Like I said, it was through no fault of Bajema that it took me this long to truly connect with his work.  I had to drop the anger&outrage I had been spewing out towards the world and take a look down at my own feet, on the ground and in my own country.  Bajema has that effect on you.   Some writers take you down the road of their characters’ psyche with nary a good luck.  Bajema drops you on the road in your own shoes, maybe offering a nod to the signs that are always there, until it’s too late.  I think the man’s been seeing the signs for a long time.  Not only that, he has remained beautifully awake.

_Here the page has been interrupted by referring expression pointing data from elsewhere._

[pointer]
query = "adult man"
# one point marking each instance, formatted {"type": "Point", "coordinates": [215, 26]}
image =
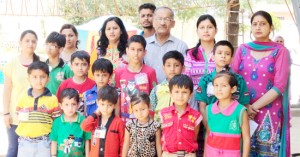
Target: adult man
{"type": "Point", "coordinates": [162, 41]}
{"type": "Point", "coordinates": [146, 11]}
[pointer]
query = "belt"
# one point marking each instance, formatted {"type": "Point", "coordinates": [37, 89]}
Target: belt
{"type": "Point", "coordinates": [35, 139]}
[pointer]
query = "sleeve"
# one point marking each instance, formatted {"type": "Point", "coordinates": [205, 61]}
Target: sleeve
{"type": "Point", "coordinates": [188, 63]}
{"type": "Point", "coordinates": [244, 96]}
{"type": "Point", "coordinates": [201, 90]}
{"type": "Point", "coordinates": [68, 72]}
{"type": "Point", "coordinates": [54, 131]}
{"type": "Point", "coordinates": [90, 123]}
{"type": "Point", "coordinates": [282, 70]}
{"type": "Point", "coordinates": [153, 98]}
{"type": "Point", "coordinates": [237, 59]}
{"type": "Point", "coordinates": [152, 79]}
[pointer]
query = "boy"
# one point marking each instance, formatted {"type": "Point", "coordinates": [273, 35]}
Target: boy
{"type": "Point", "coordinates": [222, 55]}
{"type": "Point", "coordinates": [173, 64]}
{"type": "Point", "coordinates": [102, 70]}
{"type": "Point", "coordinates": [135, 77]}
{"type": "Point", "coordinates": [180, 123]}
{"type": "Point", "coordinates": [107, 129]}
{"type": "Point", "coordinates": [80, 61]}
{"type": "Point", "coordinates": [59, 71]}
{"type": "Point", "coordinates": [35, 110]}
{"type": "Point", "coordinates": [68, 139]}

It’s no accident that I hear rock&roll when I read Don Bajema.  The man believes in rock&roll.  Rock&roll is true.  It burns off the phonies.  It keeps you warm at night and kicking against the pricks in the morning.

He’ll be posting some road blogs up on Going For The Throat and chronicling his spoken word tour in support of Winged Shoes and a Shieldout now through City Lights Bookstore.

As we move towards election day and deeper into a Schadenfreude of national politics, do yourself a favor and spend some time with a true patriot and rock&roller.  Stories from the street and damn fine writing to ignite us and keep us warm through the coming Winter in America.